Files
harmony/ROADMAP/fleet_platform/v0_3_plan_consolidated.md
Jean-Gabriel Gill-Couture dfcafcfc1f docs(roadmap): consolidated v0.3 fleet plan (post-demo)
Single dense authoritative plan superseding v0_3_plan.md and
v0_3_plan_recovered.md: status table, sequencing, ADR map, and the four
open decisions that gate work (agent runtime model, secret scoping axis,
operator topology, binary distribution). Reflects shipped state (role
gate, exec+logs+selector, stale health, auto-start reboot fix) and the
in-scope agent+system upgrade auto-rollback per ADR-022 / ADR-0042.
2026-06-03 14:54:19 -04:00

14 KiB
Raw Permalink Blame History

Fleet Platform v0.3 — consolidated plan

Authoritative go-forward plan, post-demo (2026-06-03). Supersedes v0_3_plan.md and v0_3_plan_recovered.md for planning (kept for history). Frame: v0.1 proved the shape · v0.2 locked the brick · v0.3 makes the brick safe to hand a customer running production workloads on Pis.

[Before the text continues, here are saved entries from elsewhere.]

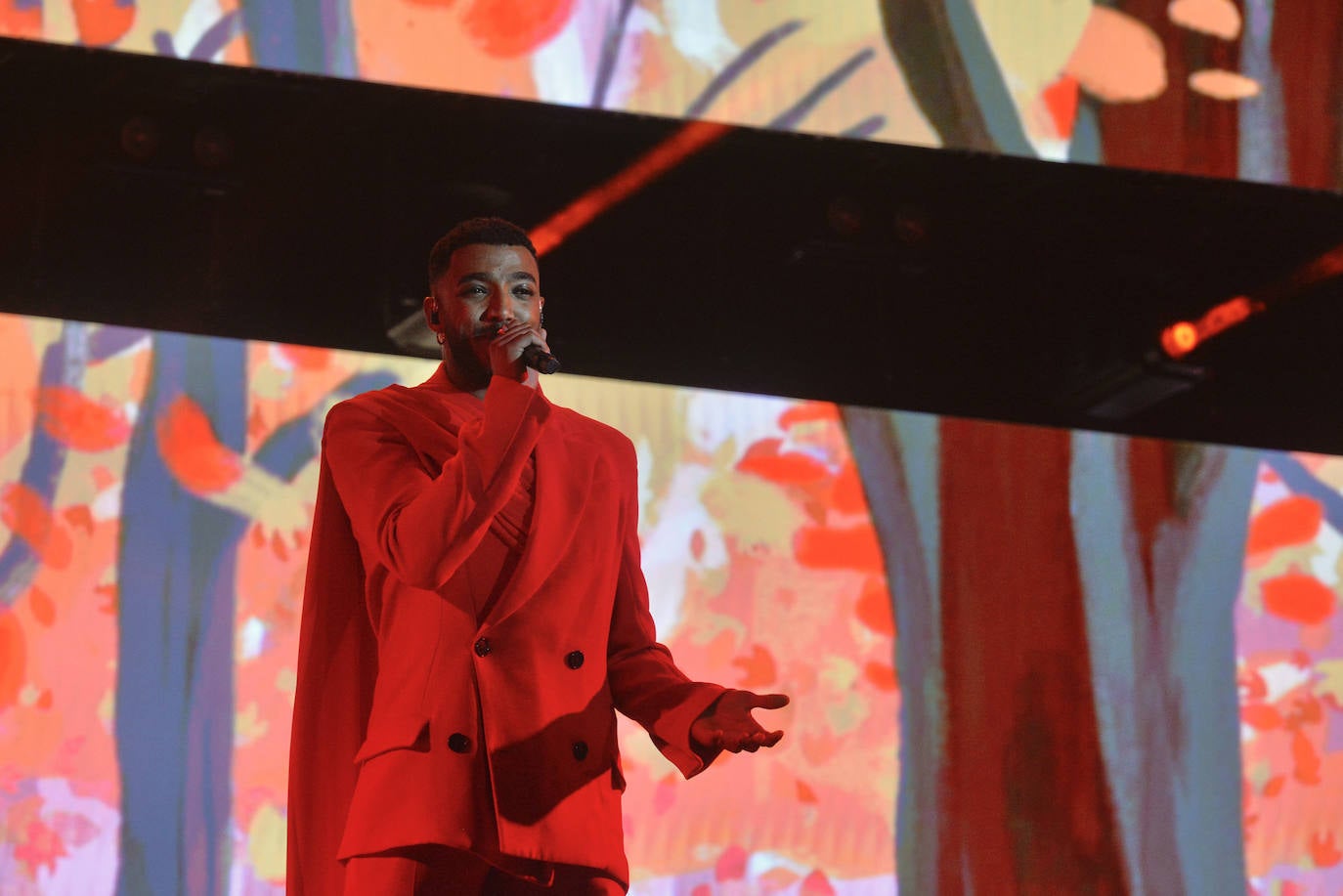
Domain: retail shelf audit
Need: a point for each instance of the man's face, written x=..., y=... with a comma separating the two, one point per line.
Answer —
x=484, y=287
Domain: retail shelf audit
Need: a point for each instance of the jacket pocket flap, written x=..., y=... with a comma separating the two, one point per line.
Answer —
x=390, y=732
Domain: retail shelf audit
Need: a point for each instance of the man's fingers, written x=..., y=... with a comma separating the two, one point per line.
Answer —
x=768, y=700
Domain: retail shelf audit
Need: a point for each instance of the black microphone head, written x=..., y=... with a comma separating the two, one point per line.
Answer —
x=539, y=359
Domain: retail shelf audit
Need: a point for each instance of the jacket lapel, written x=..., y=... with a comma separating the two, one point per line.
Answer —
x=563, y=476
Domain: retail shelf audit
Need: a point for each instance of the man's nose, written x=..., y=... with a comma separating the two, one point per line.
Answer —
x=499, y=307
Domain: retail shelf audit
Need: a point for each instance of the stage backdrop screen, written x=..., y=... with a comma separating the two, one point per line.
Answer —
x=156, y=493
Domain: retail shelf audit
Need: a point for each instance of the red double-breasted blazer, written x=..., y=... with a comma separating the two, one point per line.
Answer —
x=413, y=717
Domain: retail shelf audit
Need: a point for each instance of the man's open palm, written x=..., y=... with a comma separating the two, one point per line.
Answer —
x=728, y=724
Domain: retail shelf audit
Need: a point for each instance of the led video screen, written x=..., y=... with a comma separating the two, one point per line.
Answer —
x=156, y=506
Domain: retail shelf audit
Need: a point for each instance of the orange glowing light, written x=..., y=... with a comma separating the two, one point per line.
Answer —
x=1180, y=339
x=1184, y=337
x=686, y=142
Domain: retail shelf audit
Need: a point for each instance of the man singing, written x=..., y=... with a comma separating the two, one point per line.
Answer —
x=474, y=613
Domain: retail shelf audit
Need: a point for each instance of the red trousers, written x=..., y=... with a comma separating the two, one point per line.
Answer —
x=438, y=871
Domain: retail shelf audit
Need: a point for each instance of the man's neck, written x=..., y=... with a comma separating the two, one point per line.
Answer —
x=470, y=384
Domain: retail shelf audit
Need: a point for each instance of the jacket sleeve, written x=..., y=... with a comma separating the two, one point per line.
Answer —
x=422, y=527
x=646, y=685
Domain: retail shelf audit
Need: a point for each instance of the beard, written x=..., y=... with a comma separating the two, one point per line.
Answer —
x=469, y=358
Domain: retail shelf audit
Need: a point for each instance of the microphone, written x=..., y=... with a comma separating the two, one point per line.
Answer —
x=539, y=359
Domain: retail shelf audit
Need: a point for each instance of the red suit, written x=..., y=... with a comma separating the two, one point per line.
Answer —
x=463, y=646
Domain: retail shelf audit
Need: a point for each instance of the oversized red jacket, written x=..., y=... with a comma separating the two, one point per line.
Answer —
x=412, y=720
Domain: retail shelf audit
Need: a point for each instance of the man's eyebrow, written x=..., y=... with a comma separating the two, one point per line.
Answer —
x=481, y=275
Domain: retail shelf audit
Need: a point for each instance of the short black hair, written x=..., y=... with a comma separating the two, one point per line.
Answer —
x=474, y=232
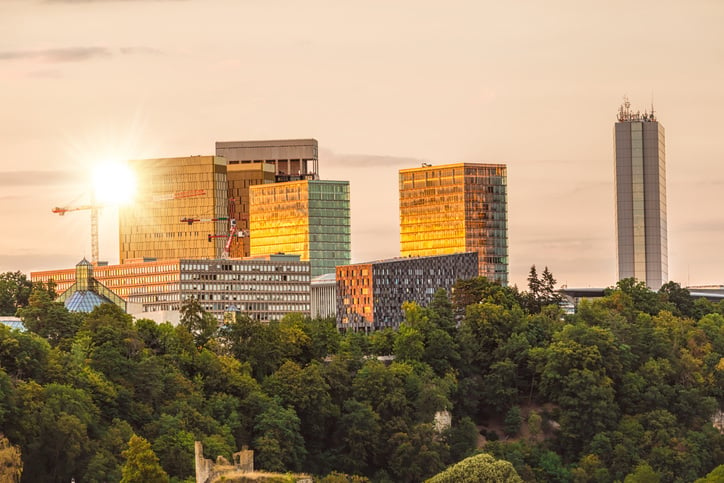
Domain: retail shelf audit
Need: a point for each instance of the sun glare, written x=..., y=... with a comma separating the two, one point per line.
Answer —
x=113, y=184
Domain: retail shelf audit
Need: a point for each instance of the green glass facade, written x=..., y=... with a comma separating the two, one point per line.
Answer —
x=310, y=218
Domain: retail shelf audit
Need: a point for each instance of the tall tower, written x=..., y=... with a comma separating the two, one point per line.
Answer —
x=168, y=187
x=641, y=197
x=457, y=208
x=309, y=218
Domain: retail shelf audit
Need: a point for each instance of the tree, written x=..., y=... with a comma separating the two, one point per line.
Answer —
x=535, y=287
x=481, y=467
x=512, y=421
x=48, y=318
x=643, y=474
x=11, y=463
x=542, y=290
x=717, y=475
x=679, y=297
x=141, y=463
x=357, y=433
x=278, y=444
x=15, y=290
x=202, y=325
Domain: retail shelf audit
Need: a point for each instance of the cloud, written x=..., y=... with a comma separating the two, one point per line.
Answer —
x=329, y=158
x=36, y=178
x=107, y=1
x=73, y=54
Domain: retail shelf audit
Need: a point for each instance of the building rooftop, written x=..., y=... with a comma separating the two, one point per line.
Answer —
x=453, y=165
x=402, y=259
x=12, y=322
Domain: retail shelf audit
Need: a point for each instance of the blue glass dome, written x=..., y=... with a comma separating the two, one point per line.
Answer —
x=85, y=301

Legend: shipped · 🟡 partial · 🔴 not started · ⏸ deferred (version in note).

Status

# Feature St Governs / branch Note
1 Dashboard role gate (fleet-admin) 🟡 this branch Gate works; 4 follow-ups owed (see Ch1).
2 Operator restart + aggregator recovery 🔴 new branch Converge from NATS KV alone; no customer-visible "unknown state".
3 Deployment logs + remote exec 🟡 this branch One-shot podman logs tail + exec + per-deployment selector shipped. Companion-trait refactor + live streaming → v0.4.
4 Agent self-upgrade + auto-rollback 🔴 ADR-022 ADR is authoritative + already rolls back. Build it; drop the old no-rollback cut.
5 Graceful deployment upgrade (roll-forward) 🔴 new branch SIGTERM→grace→SIGKILL→start-new. App versions roll forward only (customer ask).
6 Init containers in PodmanV0Score 🔴 new branch Ordered, run-to-completion, customer guarantees idempotency.
7 System (OS) upgrade + auto-rollback 🔴 ADR-0042→025 LVM thin snapshot + two-tier watchdog. Rollback now in scope.
8 Deployment secrets from OpenBao 🔴 blocked: machine-identity branch Agent-fetch via harmony_config. Scoping axis undecided (Ch8).
9 Agent time-drift guard 🔴 new branch NTP check; refuse JWT ops if |skew| > 30s.
10 Phase-1 smoke wiring 🔴 new branch HTTP / K8sPodReady / NatsKv probes on real Scores.
14 Blacklist enforcement + un-blacklist 🔴 new branch Today cosmetic. Zitadel-deactivate; no instant NATS kill (Ch14).
15 Container auto-start after reboot this branch watchwatch_with_history; agent replays desired-state on boot.
16 Container auto-start while offline at boot ⏸ v0.4 follow-on #15 Needs user podman-restart.service + restart=always.
11/12 CI yaml minimization · callout CI ⏸ v0.4 Opportunistic; doesn't block customer.
13 App log streaming through NATS ⏸ v0.4 follow-on #3 Live tail; #3 ships the sync getLogs.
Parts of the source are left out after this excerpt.